Madame, que ses vicissitudes passagères avaient rendue mal embouchée, a récupéré sa parfaite dignité de femme en puissance de la sexualité d’hommes parfois intéressants, surtout dans leurs débordements physiques. Elle porte une admirable robe violette, très épiscopale, à manches de résille noire, embrochée d’un bijou large comme le bouclier de Brennus. Je la trouve particulièrement « régnante » au milieu de son cheptel.

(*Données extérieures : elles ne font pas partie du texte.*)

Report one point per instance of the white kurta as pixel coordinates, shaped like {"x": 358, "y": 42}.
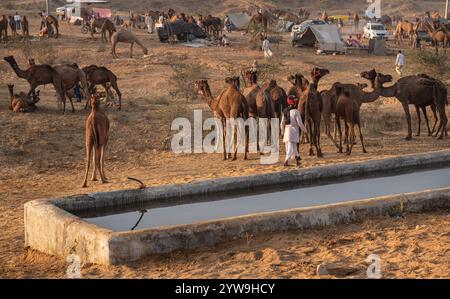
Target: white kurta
{"x": 292, "y": 133}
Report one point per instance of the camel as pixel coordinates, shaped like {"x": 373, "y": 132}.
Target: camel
{"x": 261, "y": 20}
{"x": 25, "y": 27}
{"x": 420, "y": 91}
{"x": 128, "y": 37}
{"x": 348, "y": 108}
{"x": 329, "y": 99}
{"x": 12, "y": 26}
{"x": 310, "y": 107}
{"x": 101, "y": 75}
{"x": 213, "y": 26}
{"x": 71, "y": 75}
{"x": 402, "y": 28}
{"x": 97, "y": 134}
{"x": 4, "y": 29}
{"x": 37, "y": 75}
{"x": 231, "y": 104}
{"x": 22, "y": 102}
{"x": 441, "y": 35}
{"x": 104, "y": 25}
{"x": 49, "y": 20}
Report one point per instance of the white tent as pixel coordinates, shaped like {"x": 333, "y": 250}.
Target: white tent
{"x": 326, "y": 37}
{"x": 240, "y": 20}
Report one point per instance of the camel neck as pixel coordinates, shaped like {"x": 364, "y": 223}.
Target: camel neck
{"x": 209, "y": 99}
{"x": 20, "y": 73}
{"x": 389, "y": 91}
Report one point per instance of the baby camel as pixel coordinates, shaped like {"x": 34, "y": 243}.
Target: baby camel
{"x": 22, "y": 102}
{"x": 97, "y": 133}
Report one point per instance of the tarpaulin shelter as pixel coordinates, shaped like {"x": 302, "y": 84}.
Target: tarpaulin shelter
{"x": 239, "y": 20}
{"x": 326, "y": 37}
{"x": 181, "y": 29}
{"x": 102, "y": 12}
{"x": 283, "y": 26}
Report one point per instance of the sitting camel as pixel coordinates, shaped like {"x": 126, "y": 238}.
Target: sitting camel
{"x": 125, "y": 36}
{"x": 97, "y": 133}
{"x": 231, "y": 104}
{"x": 96, "y": 75}
{"x": 22, "y": 102}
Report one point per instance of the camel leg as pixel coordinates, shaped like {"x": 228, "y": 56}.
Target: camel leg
{"x": 224, "y": 153}
{"x": 408, "y": 120}
{"x": 94, "y": 162}
{"x": 433, "y": 108}
{"x": 311, "y": 140}
{"x": 235, "y": 144}
{"x": 424, "y": 110}
{"x": 361, "y": 138}
{"x": 119, "y": 94}
{"x": 418, "y": 119}
{"x": 102, "y": 165}
{"x": 88, "y": 161}
{"x": 247, "y": 132}
{"x": 338, "y": 130}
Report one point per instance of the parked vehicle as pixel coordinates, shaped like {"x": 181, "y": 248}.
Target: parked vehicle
{"x": 375, "y": 30}
{"x": 299, "y": 29}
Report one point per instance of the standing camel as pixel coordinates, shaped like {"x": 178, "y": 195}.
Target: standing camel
{"x": 37, "y": 75}
{"x": 97, "y": 133}
{"x": 417, "y": 90}
{"x": 71, "y": 75}
{"x": 4, "y": 29}
{"x": 25, "y": 28}
{"x": 230, "y": 105}
{"x": 348, "y": 108}
{"x": 22, "y": 102}
{"x": 128, "y": 37}
{"x": 96, "y": 75}
{"x": 103, "y": 25}
{"x": 49, "y": 20}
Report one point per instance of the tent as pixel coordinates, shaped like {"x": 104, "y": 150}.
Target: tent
{"x": 181, "y": 29}
{"x": 283, "y": 26}
{"x": 326, "y": 37}
{"x": 102, "y": 12}
{"x": 239, "y": 20}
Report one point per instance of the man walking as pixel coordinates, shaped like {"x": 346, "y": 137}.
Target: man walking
{"x": 400, "y": 63}
{"x": 266, "y": 48}
{"x": 18, "y": 20}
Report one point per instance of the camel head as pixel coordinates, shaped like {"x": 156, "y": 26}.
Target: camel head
{"x": 382, "y": 78}
{"x": 202, "y": 86}
{"x": 317, "y": 73}
{"x": 10, "y": 59}
{"x": 362, "y": 85}
{"x": 369, "y": 75}
{"x": 95, "y": 101}
{"x": 36, "y": 97}
{"x": 235, "y": 80}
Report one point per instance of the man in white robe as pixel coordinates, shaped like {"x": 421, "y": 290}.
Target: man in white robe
{"x": 291, "y": 130}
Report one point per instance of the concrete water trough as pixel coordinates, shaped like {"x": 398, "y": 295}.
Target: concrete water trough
{"x": 124, "y": 226}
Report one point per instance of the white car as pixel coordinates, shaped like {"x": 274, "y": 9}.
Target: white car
{"x": 375, "y": 30}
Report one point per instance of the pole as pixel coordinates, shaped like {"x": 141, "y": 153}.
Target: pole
{"x": 446, "y": 9}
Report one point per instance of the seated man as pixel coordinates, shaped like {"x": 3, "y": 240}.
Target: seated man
{"x": 224, "y": 42}
{"x": 353, "y": 42}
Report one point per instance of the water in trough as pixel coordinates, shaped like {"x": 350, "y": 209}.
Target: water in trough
{"x": 271, "y": 200}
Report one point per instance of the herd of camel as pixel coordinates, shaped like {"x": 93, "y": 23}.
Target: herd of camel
{"x": 341, "y": 100}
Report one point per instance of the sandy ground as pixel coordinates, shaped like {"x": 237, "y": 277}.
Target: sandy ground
{"x": 42, "y": 155}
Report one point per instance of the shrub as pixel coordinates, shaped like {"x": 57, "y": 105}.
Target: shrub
{"x": 183, "y": 78}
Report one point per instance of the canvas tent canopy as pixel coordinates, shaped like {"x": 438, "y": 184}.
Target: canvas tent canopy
{"x": 181, "y": 29}
{"x": 239, "y": 20}
{"x": 326, "y": 37}
{"x": 102, "y": 12}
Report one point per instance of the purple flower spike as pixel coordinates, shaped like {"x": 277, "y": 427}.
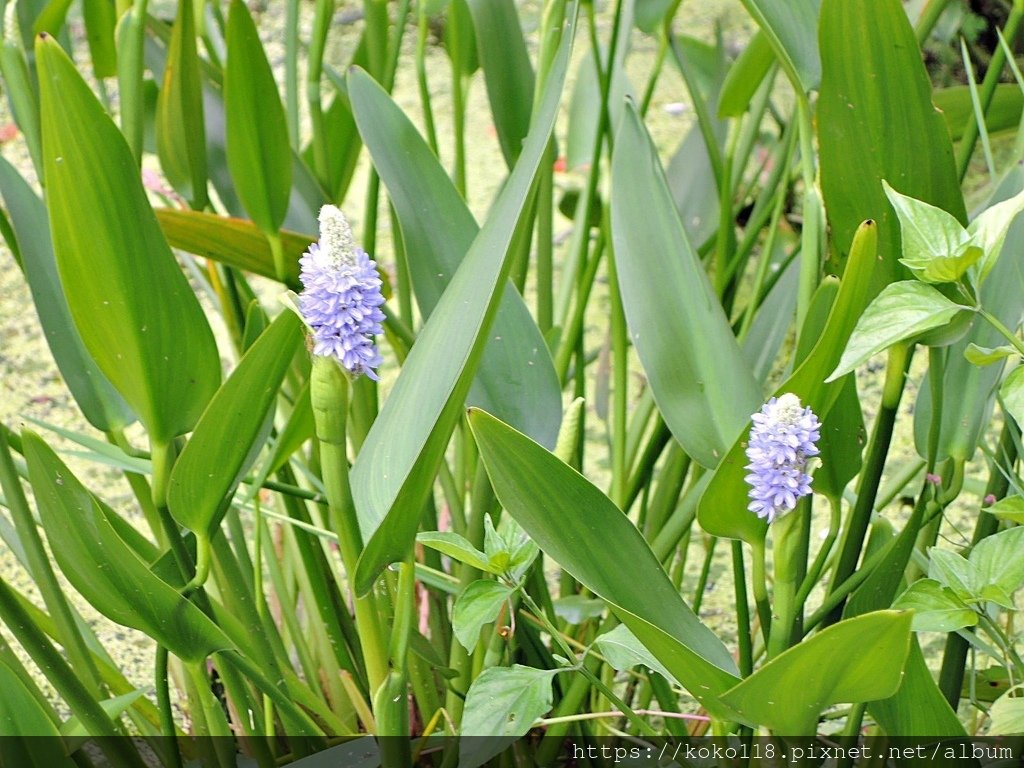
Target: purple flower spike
{"x": 782, "y": 439}
{"x": 341, "y": 297}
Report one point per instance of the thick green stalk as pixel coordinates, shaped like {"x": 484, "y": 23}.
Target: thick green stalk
{"x": 870, "y": 474}
{"x": 329, "y": 392}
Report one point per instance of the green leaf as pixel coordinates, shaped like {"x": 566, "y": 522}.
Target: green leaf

Miss Cannelle, déguisée en soubrette de « Autant en emporte le ventre », remplace la boutanche de champ’vide par une pleine. Depuis qu’elle occupe la « chambre de matage » voisine, elle est radieuse. D’autant que son installation a donné un regain d’activité au studio. Elle l’a transformé en « Case de l’Oncle Ben », que c’est beau-comme-là-bas-dis ! Bambou sur les murs, découverte représentant des champs de coton hydrophile à l’infini. Soleil rouge sang. Y en a même deux pour faire le pendant.
Madame, qui a toujours eu des prémonitions, a testé la pièce sur des habitués, sentant brusquement qu’elle « tenait » quelque chose. Effet immédiat ! Miss Cannelle, dans ce décor, prend un relief inattendu. Une femme de chambre noire, vêtue de blanc qui parvient à saisir des melons avec son sexe, tu peux pas savoir l’engouement des messieurs. La Mina ne songe plus à passer la main. Elle a pigé qu’un nouvel âge d’or lui tombait sur la cerise. Qu’en plus, lorsque la grosse Noire exécute son numéro, on branche la vidéo sur les autres piaules où « ces demoiselles aguerries » libèrent l’intime de quelques intellos déplumés à gueule de brochet naturalisé.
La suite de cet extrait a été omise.